Anti-Google ‘terrorism’ endorsed by editor for S.F.-based Salon

The increasingly militant targeting of tech workers in the Bay Area now has a champion: an assistant news editor for the San Francisco-based online magazine Salon. Here’s a sample of Natasha Lennard’s astonishingly glib endorsement of “terrorism” targeting Google workers and presumably any other techie whose company and lifestyle she doesn’t like:

“Intimidation tactics targeting the employees of major corporations are nothing new and have a history of success: Indeed, animal rights activists achieved some major victories in securing the closure of animal testing facilities in the ’90s and early 2000s through the intimidation of key investors.
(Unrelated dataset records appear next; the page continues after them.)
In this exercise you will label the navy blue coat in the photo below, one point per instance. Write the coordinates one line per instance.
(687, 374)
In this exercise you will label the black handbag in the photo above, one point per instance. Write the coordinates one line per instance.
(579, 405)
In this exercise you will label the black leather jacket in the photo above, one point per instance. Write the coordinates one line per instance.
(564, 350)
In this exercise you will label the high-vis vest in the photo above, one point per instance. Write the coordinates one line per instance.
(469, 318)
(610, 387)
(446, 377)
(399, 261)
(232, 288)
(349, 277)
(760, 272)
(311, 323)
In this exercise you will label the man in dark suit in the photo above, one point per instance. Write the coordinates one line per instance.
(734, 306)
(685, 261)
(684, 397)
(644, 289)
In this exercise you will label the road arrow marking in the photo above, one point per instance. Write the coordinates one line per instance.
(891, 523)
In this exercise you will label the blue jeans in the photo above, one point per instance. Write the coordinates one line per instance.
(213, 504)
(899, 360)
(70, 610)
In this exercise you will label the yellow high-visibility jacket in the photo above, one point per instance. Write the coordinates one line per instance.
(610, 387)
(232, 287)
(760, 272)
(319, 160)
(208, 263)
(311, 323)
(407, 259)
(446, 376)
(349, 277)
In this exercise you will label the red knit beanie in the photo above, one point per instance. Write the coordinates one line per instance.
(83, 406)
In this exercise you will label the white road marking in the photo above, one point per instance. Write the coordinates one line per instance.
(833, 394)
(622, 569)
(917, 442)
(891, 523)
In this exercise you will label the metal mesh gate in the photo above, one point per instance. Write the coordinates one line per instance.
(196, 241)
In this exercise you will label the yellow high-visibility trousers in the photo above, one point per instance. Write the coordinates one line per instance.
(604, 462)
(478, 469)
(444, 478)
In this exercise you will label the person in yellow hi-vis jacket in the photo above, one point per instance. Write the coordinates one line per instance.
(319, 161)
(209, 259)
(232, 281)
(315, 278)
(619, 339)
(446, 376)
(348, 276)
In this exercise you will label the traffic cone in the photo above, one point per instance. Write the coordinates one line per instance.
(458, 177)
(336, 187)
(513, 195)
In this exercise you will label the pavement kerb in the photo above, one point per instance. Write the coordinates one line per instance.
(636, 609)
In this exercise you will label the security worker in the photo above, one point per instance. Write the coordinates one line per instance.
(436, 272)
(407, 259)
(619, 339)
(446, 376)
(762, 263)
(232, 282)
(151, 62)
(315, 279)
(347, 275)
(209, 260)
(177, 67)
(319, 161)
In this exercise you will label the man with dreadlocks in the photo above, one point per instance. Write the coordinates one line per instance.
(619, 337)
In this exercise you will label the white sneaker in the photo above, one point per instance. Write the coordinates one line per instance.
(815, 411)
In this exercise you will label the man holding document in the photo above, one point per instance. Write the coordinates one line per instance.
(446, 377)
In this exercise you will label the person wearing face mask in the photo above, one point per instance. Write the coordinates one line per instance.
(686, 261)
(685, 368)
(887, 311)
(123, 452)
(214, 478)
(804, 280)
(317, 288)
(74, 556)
This intimidation was deemed terrorism, but, hey, it worked. The Google protesters appear to be paying homage to this model. Their manifesto ends, ‘We’re coming for you next,’ and echo the Animal Liberation Front’s haunting slogan, ‘We are everywhere.’ …

“Whether targeting individual Google employees is an effective tactic is not really my interest here. Certainly, I concede that it will hardly uproot Google’s hegemonic position, nor will the surveillance state be dismantled. Andrew Leonard cited one Bay Area resident describing the latest militant anti-Google  protest as ‘a group of people violently broaching civic norms.’ I say: precisely. Civic norms in our current epoch entail the forgoing of privacy, the enabling of a totalized surveillance state, the steady displacement of poor residents by wealthier implants in all major metropolises. The world’s richest 85 people has as much wealth as half the world’s population put together. These are our current civic norms; they deserve some violent broaching.”

What’s striking about this isn’t just Lennard’s endorsement of terrorism. It’s her righteous tone — her confident presumption that she holds the moral high ground.

It may be far more excessive, but her prose shares the tone of the Nanny Staters who want to tell people how to live.

I’m appalled by this. But I also welcome it. What’s happening in San Francisco is only likely to further the tech community’s embrace of libertarian values.

If the biggest wealth creators in the 21st century strongly believe in individual liberty and value the entrepreneurial spirit more than the glories of government, that’s a good thing.